Inspection of the best-fitted model (Table 5) showed that, overall, participants performed above chance in grammar trials, as indicated by a significant intercept. Concerning the predictors, the model revealed main effects of matrix reasoning item bank and sentence pairs, which suggest that learners with higher non-verbal reasoning and language analytic ability were more likely to provide correct responses to grammar trials.
Best fitting model for accuracy on grammar trials of the artificial language sentence training task

Table 5. Long description
The table consists of six columns: Variable, beta-hat, S E, z, p, and Odds ratios with C I.
Fixed Effects:
- Intercept: beta-hat 2.00, S E 0.16, z 12.54, p less than .001, Odds ratio 7.38 with C I 5.40 to 10.09.
- Non-verbal reasoning: beta-hat 0.57, S E 0.18, z 3.23, p .001, Odds ratio 1.76 with C I 1.25 to 2.48.
- Language analytic ability: beta-hat 0.47, S E 0.17, z 2.73, p .006, Odds ratio 1.59 with C I 1.14 to 2.23.
Random Effects:
- Item: Variance 0.08, S D 0.29.
- Participant: Variance 1.53, S D 1.24.
Model Fit Statistics:
- Marginal R super 2: .14.
- Conditional R super 2: .42.
4.2. Predicting L1 grammatical comprehension
A second generalized linear mixed effects model was fitted to the data from the L1 grammatical comprehension task to determine whether the two explicit cognitive abilities also contributed to differences in native speakers’ comprehension abilities. Participants’ all-or-nothing score on each item (0 versus 1) was the outcome variable, while language analytic ability, non-verbal abstract reasoning and their interaction were added as predictors. The procedure followed for identifying the best-fitting model was identical to that described in the previous section. The final model is shown in Table 6. Significant main effects for the two explicit abilities were found, such that participants with higher scores in the administered measures were more likely to respond correctly in the L1 grammatical comprehension task.
Best fitting model for accuracy on the L1 grammatical comprehension task

Table 6. Long description
A table with six columns: Variable, beta-hat, S E, z, p, and Odds ratios (C I).
Fixed Effects:
- (Intercept): beta-hat 0.62, S E 0.38, z 1.66, p .097, Odds ratio 1.87 (0.89–3.90).
- Non-verbal reasoning: beta-hat 0.41, S E 0.16, z 2.57, p .010, Odds ratio 1.50 (1.10–2.05).
- Language analytic ability: beta-hat 0.39, S E 0.16, z 2.42, p .016, Odds ratio 1.48 (1.08–2.03).
Random Effects (Variance, S D):
- Item: Variance 3.87, S D 1.97.
- Participant: Variance 1.25, S D 1.12.
- Sentence pairs | item: Variance 0.04, S D 0.19.
Model Fit Statistics:
- Marginal R super 2: .05.
- Conditional R super 2: .63.
Taken together, the ORs for both predictors in the two models were greater than 1.0 (the 95% CIs did not include 1.0) indicating positive effects of the two explicit abilities on performance in both the artificial language and the L1 grammatical comprehension tasks. The ORs can be interpreted such that an increase in the non-verbal reasoning score by one unit corresponds to a 76% increase in the odds of a correct response in the artificial language grammar trials (OR = 1.76) and a 50% increase in the L1 grammatical comprehension task (OR = 1.50). Notably, the effect sizes appear comparable across the two language tasks, suggesting consistent contributions of these explicit cognitive abilities to grammatical comprehension in both contexts (Figure 4).
Odds ratios (represented by dots) and confidence intervals (represented by the blue lines) for predictors in the two regression models.

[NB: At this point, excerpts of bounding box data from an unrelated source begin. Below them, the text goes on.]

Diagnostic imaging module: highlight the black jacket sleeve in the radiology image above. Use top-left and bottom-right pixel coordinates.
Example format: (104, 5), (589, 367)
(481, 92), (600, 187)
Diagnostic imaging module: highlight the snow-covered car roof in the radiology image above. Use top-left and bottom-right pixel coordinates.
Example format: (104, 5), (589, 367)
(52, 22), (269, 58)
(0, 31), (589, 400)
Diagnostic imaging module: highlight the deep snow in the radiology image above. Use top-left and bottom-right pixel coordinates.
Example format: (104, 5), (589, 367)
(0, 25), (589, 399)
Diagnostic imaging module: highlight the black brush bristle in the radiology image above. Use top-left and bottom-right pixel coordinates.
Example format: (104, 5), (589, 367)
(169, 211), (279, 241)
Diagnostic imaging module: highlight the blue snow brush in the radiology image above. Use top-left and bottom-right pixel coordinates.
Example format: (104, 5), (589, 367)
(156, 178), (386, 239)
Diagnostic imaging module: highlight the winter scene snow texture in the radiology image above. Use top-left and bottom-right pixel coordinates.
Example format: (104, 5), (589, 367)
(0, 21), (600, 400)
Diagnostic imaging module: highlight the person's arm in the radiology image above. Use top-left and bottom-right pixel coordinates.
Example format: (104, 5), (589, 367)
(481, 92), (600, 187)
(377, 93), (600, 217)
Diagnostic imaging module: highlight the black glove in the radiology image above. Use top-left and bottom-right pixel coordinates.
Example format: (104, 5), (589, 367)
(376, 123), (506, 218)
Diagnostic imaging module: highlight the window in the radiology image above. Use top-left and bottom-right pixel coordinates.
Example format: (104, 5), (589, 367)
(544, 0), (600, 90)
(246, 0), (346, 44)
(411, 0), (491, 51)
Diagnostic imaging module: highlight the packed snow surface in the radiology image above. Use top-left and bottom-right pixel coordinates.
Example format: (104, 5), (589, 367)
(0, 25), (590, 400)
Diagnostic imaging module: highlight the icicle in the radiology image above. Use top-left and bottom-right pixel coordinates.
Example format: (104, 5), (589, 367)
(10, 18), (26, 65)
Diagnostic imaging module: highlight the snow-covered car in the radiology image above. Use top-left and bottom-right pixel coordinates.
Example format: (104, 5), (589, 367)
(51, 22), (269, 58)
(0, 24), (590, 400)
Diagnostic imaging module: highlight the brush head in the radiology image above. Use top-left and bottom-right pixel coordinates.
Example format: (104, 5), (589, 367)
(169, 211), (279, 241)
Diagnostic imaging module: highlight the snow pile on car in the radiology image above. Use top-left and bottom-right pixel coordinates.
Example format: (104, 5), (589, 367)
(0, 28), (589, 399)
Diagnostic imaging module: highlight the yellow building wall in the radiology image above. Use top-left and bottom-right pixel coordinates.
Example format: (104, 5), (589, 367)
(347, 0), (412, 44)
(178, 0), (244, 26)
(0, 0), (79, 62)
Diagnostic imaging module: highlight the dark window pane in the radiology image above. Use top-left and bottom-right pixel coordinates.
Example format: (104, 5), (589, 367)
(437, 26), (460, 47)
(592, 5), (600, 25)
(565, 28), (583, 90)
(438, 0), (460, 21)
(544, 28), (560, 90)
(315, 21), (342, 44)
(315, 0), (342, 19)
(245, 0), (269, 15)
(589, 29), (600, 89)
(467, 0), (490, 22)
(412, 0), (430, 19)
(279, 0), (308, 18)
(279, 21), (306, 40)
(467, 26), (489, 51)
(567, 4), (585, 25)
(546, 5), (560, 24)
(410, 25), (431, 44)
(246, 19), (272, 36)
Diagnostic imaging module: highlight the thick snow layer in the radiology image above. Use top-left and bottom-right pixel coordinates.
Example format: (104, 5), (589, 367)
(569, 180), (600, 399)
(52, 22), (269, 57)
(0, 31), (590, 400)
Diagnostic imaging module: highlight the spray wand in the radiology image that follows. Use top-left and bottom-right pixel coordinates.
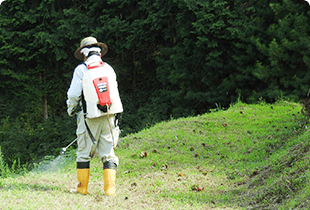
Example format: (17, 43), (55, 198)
(60, 138), (77, 155)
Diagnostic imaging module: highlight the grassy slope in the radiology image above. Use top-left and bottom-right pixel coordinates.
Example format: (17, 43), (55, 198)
(0, 102), (310, 209)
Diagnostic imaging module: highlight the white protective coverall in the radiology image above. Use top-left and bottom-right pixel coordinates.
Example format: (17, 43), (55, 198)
(67, 55), (123, 166)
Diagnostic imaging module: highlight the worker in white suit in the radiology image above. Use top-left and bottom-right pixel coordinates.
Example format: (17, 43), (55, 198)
(67, 37), (123, 195)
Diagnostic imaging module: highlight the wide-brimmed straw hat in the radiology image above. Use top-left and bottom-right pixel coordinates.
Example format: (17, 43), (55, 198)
(74, 36), (108, 60)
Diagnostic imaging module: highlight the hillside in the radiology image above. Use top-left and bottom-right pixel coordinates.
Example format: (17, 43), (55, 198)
(0, 101), (310, 209)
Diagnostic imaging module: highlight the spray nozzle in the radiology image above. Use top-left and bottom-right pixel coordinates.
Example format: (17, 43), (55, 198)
(60, 148), (67, 155)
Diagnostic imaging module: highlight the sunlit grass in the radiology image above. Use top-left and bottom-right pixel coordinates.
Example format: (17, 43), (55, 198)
(0, 101), (310, 209)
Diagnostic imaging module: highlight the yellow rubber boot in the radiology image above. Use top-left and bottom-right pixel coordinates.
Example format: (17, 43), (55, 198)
(77, 168), (89, 195)
(103, 168), (116, 196)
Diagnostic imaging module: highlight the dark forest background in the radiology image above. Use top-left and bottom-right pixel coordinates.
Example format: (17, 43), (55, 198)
(0, 0), (310, 167)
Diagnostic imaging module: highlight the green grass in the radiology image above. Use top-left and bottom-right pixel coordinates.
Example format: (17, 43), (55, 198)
(0, 101), (310, 209)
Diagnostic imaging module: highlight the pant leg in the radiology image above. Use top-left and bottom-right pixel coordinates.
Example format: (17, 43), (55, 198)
(90, 115), (119, 165)
(76, 112), (95, 162)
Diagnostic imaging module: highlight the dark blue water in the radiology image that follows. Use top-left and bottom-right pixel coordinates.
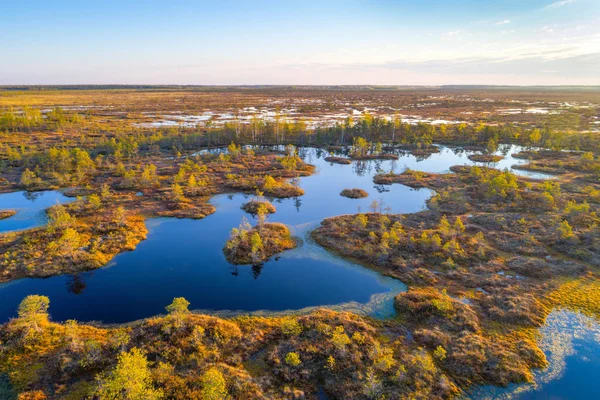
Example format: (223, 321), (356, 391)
(0, 191), (74, 232)
(469, 310), (600, 400)
(0, 148), (548, 323)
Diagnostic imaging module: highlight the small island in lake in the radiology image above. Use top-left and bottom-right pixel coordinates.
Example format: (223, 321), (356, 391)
(340, 189), (369, 199)
(223, 219), (297, 265)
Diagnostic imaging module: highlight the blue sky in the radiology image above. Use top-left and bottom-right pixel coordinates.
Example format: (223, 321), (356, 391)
(0, 0), (600, 85)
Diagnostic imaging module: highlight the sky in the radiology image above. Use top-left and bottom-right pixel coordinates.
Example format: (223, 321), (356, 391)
(0, 0), (600, 85)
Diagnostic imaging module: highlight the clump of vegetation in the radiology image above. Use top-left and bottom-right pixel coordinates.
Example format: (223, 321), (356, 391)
(0, 296), (459, 399)
(0, 210), (17, 220)
(340, 189), (369, 199)
(0, 202), (148, 281)
(223, 219), (296, 264)
(242, 190), (277, 216)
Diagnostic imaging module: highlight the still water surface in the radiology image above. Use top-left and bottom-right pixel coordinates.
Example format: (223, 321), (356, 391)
(0, 147), (548, 323)
(0, 146), (584, 399)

Figure 4. Long description
The multi-panel graph features a vertical Y axis labeled Predictors and a horizontal X axis labeled Odds ratios. The X axis ranges from 0.0 to 2.5 with a vertical dotted line at 1.0 indicating the null effect.
Left Panel: Artificial language (grammatical comprehension).
- Non-verbal reasoning: The odds ratio is approximately 1.75, with a confidence interval extending from 1.25 to 2.5.
- Language analytic ability: The odds ratio is approximately 1.6, with a confidence interval extending from 1.1 to 2.2.
Right Panel: L 1 grammatical comprehension.
- Non-verbal reasoning: The odds ratio is approximately 1.5, with a confidence interval extending from 1.1 to 2.1.
- Language analytic ability: The odds ratio is approximately 1.5, with a confidence interval extending from 1.1 to 2.1.
In all cases, the confidence intervals are entirely to the right of the 1.0 null line, indicating statistically significant positive associations.
5. Discussion
The present study examined the grammatical comprehension abilities of adult speakers in their L1 and a newly acquired L2. To this end, over four experimental sessions, participants were trained to acquire a novel artificial language using cross-situational statistics (i.e., co-occurrences between sentences and animated scenes) complemented with corrective feedback. Grammatical competence in the native language was assessed via a 2AFC task that involved relatively demanding syntactic structures (Winckel & Dąbrowska, Reference Winckel and Dąbrowska2024). The main objective was to determine if L1 grammar abilities are related to early L2 abilities (RQ1) and whether individual differences found in both are linked to the same explicit cognitive abilities, namely language analytic ability and non-verbal abstract reasoning (RQ2).
Our results revealed a moderately strong correlation between participants’ scores on tasks tapping their L1 and L2 grammatical comprehension (.42), along with a moderate positive correlation between the RTs for the two tasks (.37). This finding seems to tie in well with prior research showing a positive relationship between grammatical competence in both languages among adult populations (e.g., Bylund et al., Reference Bylund, Abrahamsson and Hyltenstam2012; Falk et al., Reference Falk, Lindqvist and Bardel2015; Prela et al., Reference Prela, Llompart and Dąbrowska2022). Similar results have also been documented in studies with bilingual children (Blom et al., Reference Blom, Soto-Corominas, Attar, Daskalaki and Paradis2021; Castilla et al., Reference Castilla, Restrepo and Perez-Leroux2009; Soto-Corominas et al., Reference Soto-Corominas, Daskalaki, Paradis, Winters-Difani and Janaideh2022). It is important to point out that although the current study focuses on the initial state of L2, it does so through an artificial language with a small vocabulary and a restricted number of tokens of each of the three target grammatical structures, allowing participants to reach high levels of proficiency after relatively brief exposure to it. Given the high accuracy scores attained by the participants (M = 80%), the results obtained here align more closely with patterns typically observed in advanced rather than beginner L2 learners.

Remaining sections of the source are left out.